Praise and dread greeet Trump's victory; Nations worldwide gave a mixed response to Donald Trump's march to the Whhite House. Here are snapshots of the sentiment around the globe...
With "sincere congratulations", EU Council president Donald Tusk and his Commission counterpart Jean-Claude Juncker said that, despite Trump's campaign talk of protectionism and isolationism, both sides "should consolidate the bridges we have been building across the Atlantic."
Tusk famously quoted his wife during the US election campaign, saying "One Donald is more than enough!" Tusk and Juncker said "it is more important than ever to strengthen trans-Atlantic relations." That is why they invited Trump to come over for a visit "at your earliest convenience."
| RUSSIA Russian President Vladimir Putin said Moscow is ready to try to restore good relations with the US in the wake of Mr Trump's election.
Mr Putin said: "We are aware it is a difficult path, in view of the unfortunate degradation of relations between the Russian Federation and the United States. It is not our fault that Russian-American relations are in such a state."

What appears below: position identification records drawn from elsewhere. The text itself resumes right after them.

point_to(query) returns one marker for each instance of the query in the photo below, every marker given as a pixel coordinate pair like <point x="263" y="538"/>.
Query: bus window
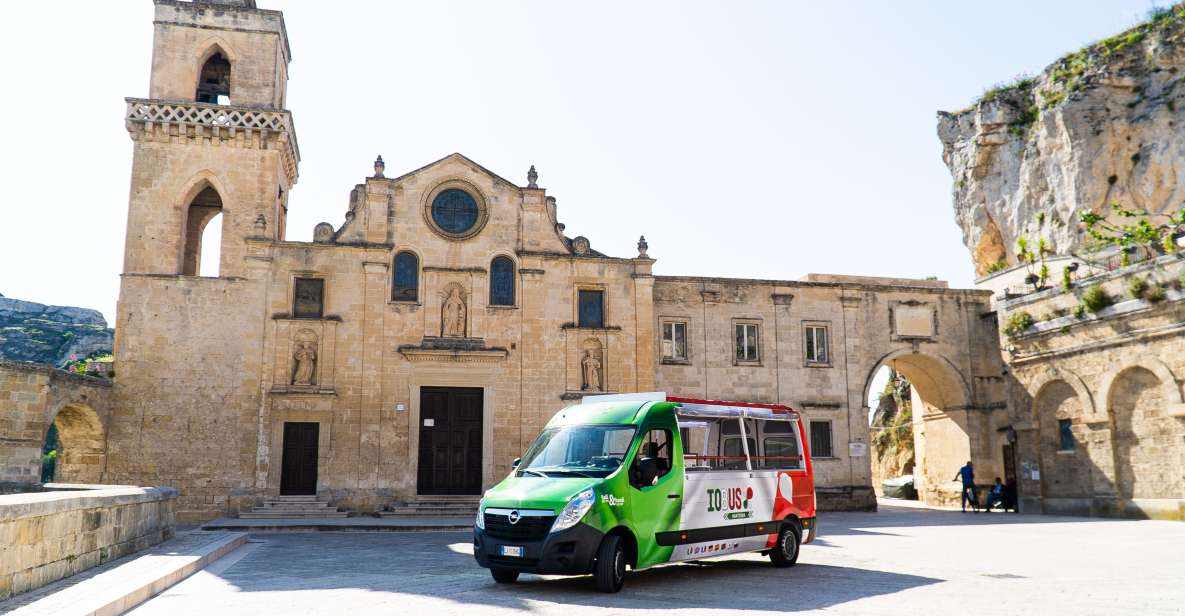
<point x="734" y="453"/>
<point x="780" y="446"/>
<point x="657" y="444"/>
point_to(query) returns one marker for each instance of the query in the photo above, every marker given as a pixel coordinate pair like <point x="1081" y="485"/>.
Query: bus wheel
<point x="504" y="576"/>
<point x="786" y="551"/>
<point x="610" y="565"/>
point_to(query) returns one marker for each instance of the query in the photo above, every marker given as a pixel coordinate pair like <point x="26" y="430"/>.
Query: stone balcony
<point x="242" y="126"/>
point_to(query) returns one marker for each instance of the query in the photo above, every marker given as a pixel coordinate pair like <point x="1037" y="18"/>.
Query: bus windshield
<point x="577" y="450"/>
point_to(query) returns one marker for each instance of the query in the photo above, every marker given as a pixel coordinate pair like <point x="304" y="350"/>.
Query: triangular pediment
<point x="456" y="156"/>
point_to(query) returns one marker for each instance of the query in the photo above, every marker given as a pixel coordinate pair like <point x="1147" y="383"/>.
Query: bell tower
<point x="211" y="140"/>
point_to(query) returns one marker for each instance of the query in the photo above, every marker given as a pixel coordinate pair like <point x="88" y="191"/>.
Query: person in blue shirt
<point x="967" y="474"/>
<point x="997" y="495"/>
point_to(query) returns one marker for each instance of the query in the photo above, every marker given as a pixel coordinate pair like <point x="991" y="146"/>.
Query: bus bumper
<point x="809" y="528"/>
<point x="570" y="551"/>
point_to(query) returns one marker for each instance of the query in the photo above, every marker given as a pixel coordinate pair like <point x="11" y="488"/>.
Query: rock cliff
<point x="1096" y="127"/>
<point x="50" y="334"/>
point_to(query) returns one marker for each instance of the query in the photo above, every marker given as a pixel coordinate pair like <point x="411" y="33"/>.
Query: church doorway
<point x="298" y="466"/>
<point x="450" y="422"/>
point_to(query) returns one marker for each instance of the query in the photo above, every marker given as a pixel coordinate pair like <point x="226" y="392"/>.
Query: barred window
<point x="817" y="344"/>
<point x="820" y="440"/>
<point x="590" y="308"/>
<point x="501" y="282"/>
<point x="308" y="297"/>
<point x="747" y="337"/>
<point x="674" y="340"/>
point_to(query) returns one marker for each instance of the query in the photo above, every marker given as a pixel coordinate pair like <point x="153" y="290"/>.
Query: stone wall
<point x="31" y="398"/>
<point x="47" y="536"/>
<point x="1115" y="377"/>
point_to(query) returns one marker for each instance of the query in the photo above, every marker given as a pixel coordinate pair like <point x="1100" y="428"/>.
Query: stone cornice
<point x="453" y="355"/>
<point x="154" y="120"/>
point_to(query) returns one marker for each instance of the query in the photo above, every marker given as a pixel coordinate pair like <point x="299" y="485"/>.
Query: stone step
<point x="404" y="514"/>
<point x="256" y="514"/>
<point x="284" y="505"/>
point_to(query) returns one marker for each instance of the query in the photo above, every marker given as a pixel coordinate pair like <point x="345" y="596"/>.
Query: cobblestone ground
<point x="908" y="562"/>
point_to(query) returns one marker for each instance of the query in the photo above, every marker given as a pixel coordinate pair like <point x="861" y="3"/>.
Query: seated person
<point x="995" y="496"/>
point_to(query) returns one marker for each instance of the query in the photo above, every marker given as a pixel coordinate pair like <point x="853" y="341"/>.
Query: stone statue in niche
<point x="591" y="369"/>
<point x="305" y="360"/>
<point x="453" y="315"/>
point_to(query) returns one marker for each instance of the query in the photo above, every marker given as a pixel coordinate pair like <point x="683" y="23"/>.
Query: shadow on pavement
<point x="423" y="564"/>
<point x="889" y="517"/>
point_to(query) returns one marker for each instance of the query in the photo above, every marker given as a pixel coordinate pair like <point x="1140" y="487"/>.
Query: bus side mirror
<point x="647" y="472"/>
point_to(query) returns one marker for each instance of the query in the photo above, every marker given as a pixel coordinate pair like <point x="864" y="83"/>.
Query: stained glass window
<point x="407" y="277"/>
<point x="308" y="297"/>
<point x="501" y="282"/>
<point x="454" y="211"/>
<point x="1064" y="435"/>
<point x="591" y="308"/>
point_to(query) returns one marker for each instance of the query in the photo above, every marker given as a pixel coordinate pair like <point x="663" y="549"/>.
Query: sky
<point x="743" y="139"/>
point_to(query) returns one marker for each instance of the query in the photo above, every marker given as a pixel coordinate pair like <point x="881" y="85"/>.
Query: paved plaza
<point x="900" y="560"/>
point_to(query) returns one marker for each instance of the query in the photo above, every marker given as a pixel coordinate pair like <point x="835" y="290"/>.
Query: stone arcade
<point x="418" y="347"/>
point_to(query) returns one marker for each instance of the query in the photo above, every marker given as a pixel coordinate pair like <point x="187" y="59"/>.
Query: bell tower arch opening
<point x="941" y="423"/>
<point x="213" y="78"/>
<point x="206" y="206"/>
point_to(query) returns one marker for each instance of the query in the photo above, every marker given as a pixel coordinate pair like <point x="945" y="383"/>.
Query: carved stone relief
<point x="454" y="313"/>
<point x="591" y="366"/>
<point x="305" y="359"/>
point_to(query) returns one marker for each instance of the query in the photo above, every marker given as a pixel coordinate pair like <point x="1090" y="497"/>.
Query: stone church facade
<point x="417" y="347"/>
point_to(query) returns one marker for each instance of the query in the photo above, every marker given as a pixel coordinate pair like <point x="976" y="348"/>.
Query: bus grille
<point x="529" y="527"/>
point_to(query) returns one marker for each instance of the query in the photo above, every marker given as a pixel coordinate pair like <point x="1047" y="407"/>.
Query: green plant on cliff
<point x="1017" y="323"/>
<point x="1095" y="299"/>
<point x="894" y="422"/>
<point x="1137" y="287"/>
<point x="1135" y="230"/>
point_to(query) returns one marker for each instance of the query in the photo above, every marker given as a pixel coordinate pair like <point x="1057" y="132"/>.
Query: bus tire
<point x="610" y="564"/>
<point x="786" y="550"/>
<point x="504" y="576"/>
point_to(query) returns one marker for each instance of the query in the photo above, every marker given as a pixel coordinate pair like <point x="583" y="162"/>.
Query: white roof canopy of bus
<point x="705" y="409"/>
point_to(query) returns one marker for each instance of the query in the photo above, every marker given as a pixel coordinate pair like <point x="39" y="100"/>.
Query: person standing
<point x="997" y="495"/>
<point x="967" y="475"/>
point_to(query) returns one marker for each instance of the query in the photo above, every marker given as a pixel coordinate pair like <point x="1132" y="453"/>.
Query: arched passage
<point x="82" y="457"/>
<point x="205" y="206"/>
<point x="945" y="434"/>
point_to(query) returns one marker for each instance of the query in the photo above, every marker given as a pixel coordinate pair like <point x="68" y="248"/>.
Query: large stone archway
<point x="948" y="430"/>
<point x="40" y="397"/>
<point x="83" y="441"/>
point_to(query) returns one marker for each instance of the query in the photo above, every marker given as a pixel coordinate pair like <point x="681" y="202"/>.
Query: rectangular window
<point x="308" y="299"/>
<point x="820" y="440"/>
<point x="747" y="342"/>
<point x="674" y="341"/>
<point x="1064" y="435"/>
<point x="590" y="308"/>
<point x="817" y="344"/>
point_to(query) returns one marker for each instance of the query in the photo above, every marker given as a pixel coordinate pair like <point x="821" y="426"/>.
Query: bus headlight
<point x="575" y="511"/>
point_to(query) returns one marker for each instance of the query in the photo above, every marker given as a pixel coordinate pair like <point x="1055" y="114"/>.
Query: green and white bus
<point x="640" y="480"/>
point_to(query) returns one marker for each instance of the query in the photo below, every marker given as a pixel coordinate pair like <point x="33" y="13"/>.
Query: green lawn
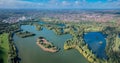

The Kremlin said Mr Putin sent Mr Trump a telegram of congratulations, expressing "his hope to work together for removing Russian-American relations from their crisis state". Mr Putin also said ties between Moscow and Washington must be "based on principles of equality, mutual respect and a real accounting of each other's positions".
| MEXICO "It's DEFCON 2," said Mexican analyst Alejandro Hope. "Probably something as close to a national emergency as Mexico has faced in many decades. It depends if he means what he says and if he can do what he claims he wants to do. A massive deportation campaign could really put some stress on Mexican border communities. A renegotiation of Nafta (North American Free Trade Agreement) could seriously hobble the Mexican economy. It could create a lot of uncertainty. Financial markets could suffer."
| CHINA President Xi Jinping conveyed his congratulations to Mr Trump, saying he looked forward to working with him on promoting ties in a "constructive" way that avoids conflict and confrontation. Chinese state media outlets cast the US election as the embodiment of America's democracy in crisis, in contrast to China's perceived stability under authoritarian rule.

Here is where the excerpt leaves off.